Las imágenes del proyector por un lado y, por otro, nuestras conversaciones telefónicas se reproducen en la mente como una narración.

La cámara ha salido a la calle.

Una callejuela detrás de una avenida. Pasan unos autobuses a tu espalda. ¿Será Dongdaemun o Namdaemun? Parece un mercado al aire libre. Junto a las sombras que proyectan los macroedificios, están las de quienes van tirando de las carretas y aquellas que esbozan las tiendas de ropas y utensilios.

Tu salida a la luz desde las oscuridades herméticas de los cafés y los moteles me sobrecogió.

Supongo que fue eso lo que sentiste cuando viste La mujer de invierno. Alrededor de Sinchon, hacia las cinco de la tarde, una calle desierta que te llenó de turbación…

Contemplas, con indiferencia, la vía abarrotada de gente, pero tus ojos de niño se han fijado distraídamente en algo que retiene tu interés. Es una instantánea a la que vuelvo con deseos de fijarla por un tiempo.

Me pregunto si no sería ésa tu mirada pueril atisbando al gigante que habías perdido, si no es ese aspecto que luces el que has estado persiguiendo a través de tantas y tantas noches.

Una nueva imagen. Esta vez estás frente a un gran árbol de Navidad. Llevas vaqueros y una chaqueta de lana color violeta claro. Prendes un cerillo en las botas de cuero marrón que llevas y, como en tantas películas de vaqueros que he visto, enciendes con ella el cigarro.

Puede que el que esté filmando sea tu amigo. Se oye su voz, y la tuya dirigiéndote a él. Pasan coches y gente a tu alrededor. Presiento, por la intensa iluminación, que es ya bastante noche. Las luces de las calles ofrecen otro decorado navideño, mucho más espectacular.

Me hablaste en alguna ocasión de las navidades de tu infancia, sobre todo de la víspera para una familia tan numerosa como la tuya. Tu madre colgaba los regalos de cada uno de tus hermanos y, luego, los llamaba.

—¡Niños! ¡Ya pueden salir!

Entonces, ustedes salían corriendo de sus habitaciones.

Fuera, en la oscuridad de la sala, las únicas luces que destellaban eran las del árbol iluminado. Tú te acercabas a él con cierta vacilación y te quedabas plantado contemplándolo. Los recordabas como momentos realmente fascinantes.

Oírte hablar del parpadeo de las luces, de la emoción que habían producido en ti, evidenciaba tu precoz encuentro con las cuestiones de la existencia, además de presagiar por adelantado tu condición de ser insatisfecho en busca de una alfombra mágica con la que volar más libre.

Una existencia… condenada a los límites de la carne.

Tú estabas, con ese cuerpo seductor, en la calle, frente a un inmenso árbol. Debía de ser Navidad.

 

¿A qué puede venir, si no, tanta iluminación?

“¿Sería una fiesta?”, me preguntaba yo.

No lo parecía. A pesar del cerillo con el que pudiste encender el cigarro, no se veía gran cosa y menos de lejos.

—¿Por qué? —pregunto.

La respuesta está en las escenas que vienen después.

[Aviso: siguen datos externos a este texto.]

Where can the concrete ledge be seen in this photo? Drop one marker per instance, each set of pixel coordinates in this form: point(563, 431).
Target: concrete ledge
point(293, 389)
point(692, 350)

Caminan por una calle. Parece otro día, pero no puedo asegurarlo. A lo lejos se ven las luces de la Torre Eiffel. Probablemente aquel árbol tan grande sea de alguna calle parisina. Aparecen también las calles circundantes a la Ópera de París, a los Campos Elíseos y al Arco del Triunfo. Más tarde, ya en lugares indefinidos, la cámara sólo recoge las luces que enmarcan la oscuridad.

Recuerda a un enorme agujero, un agujero inmenso en el que se precipitan todas las luces, un agujero gigante que se traga hasta las vías más iluminadas.

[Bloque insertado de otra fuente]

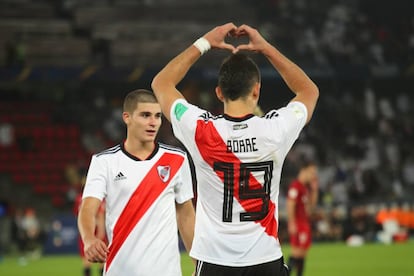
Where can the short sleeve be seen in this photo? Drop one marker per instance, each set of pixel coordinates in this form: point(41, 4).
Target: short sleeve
point(96, 179)
point(184, 185)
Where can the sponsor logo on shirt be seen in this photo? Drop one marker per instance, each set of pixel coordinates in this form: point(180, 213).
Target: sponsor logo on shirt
point(240, 126)
point(179, 111)
point(164, 172)
point(119, 176)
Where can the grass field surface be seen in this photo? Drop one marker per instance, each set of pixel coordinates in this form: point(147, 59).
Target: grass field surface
point(335, 259)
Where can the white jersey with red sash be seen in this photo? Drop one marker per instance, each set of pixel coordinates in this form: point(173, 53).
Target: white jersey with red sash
point(140, 208)
point(238, 165)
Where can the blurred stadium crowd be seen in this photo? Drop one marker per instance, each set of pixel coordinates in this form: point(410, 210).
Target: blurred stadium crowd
point(66, 66)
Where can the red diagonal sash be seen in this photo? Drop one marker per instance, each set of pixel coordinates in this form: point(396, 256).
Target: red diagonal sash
point(212, 148)
point(141, 200)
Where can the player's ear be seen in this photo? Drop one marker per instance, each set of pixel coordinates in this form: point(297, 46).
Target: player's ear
point(126, 117)
point(256, 91)
point(219, 94)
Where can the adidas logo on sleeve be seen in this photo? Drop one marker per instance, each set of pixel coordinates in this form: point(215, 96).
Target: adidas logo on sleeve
point(119, 176)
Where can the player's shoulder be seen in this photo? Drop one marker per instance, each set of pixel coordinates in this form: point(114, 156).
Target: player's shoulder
point(109, 151)
point(172, 149)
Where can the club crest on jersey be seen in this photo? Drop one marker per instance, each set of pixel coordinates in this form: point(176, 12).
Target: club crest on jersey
point(164, 173)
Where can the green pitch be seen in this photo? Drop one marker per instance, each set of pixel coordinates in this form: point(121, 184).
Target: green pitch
point(323, 260)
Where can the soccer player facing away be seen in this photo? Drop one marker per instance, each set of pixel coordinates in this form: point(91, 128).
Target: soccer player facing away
point(147, 188)
point(302, 198)
point(238, 156)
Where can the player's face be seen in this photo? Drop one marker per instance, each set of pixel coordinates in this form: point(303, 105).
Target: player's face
point(145, 122)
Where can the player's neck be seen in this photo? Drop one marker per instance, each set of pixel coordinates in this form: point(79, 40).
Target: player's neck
point(138, 149)
point(238, 108)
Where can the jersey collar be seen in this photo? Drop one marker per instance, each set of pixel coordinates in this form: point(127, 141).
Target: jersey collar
point(238, 119)
point(154, 152)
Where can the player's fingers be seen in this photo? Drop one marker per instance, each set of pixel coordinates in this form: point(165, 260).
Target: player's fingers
point(247, 47)
point(228, 47)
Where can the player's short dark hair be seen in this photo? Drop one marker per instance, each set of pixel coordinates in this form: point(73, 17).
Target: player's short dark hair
point(138, 96)
point(237, 76)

No se ve gente por ningún lado, sólo las luces de neón que, convertidas en una masa informe, se entregan al vacío y se esfuman. Ahí debía estar posiblemente la causa.

Atravesaron el parpadeo de los resplandores y siguieron caminando.

Suenan sus pasos sobre la calzada de piedra. Tú y tu amigo se alternan para aparecer ante la cámara, turnándose, supongo, con el aparato. Continúan por callejuelas llenas de faroles de gas, típicos de la capital francesa. ¿Serías tú o tu amigo? De pronto, uno de los dos grita con alegría:

—¡Ahí está! ¡Es ahí!

Tal vez su caminata tenía un destino. Era una arteria estrecha en la que había un pequeño bar iluminado con luces de neón que decía “bar”. Lo que habían estado buscando era un lugar donde sentarse a saciar la sed.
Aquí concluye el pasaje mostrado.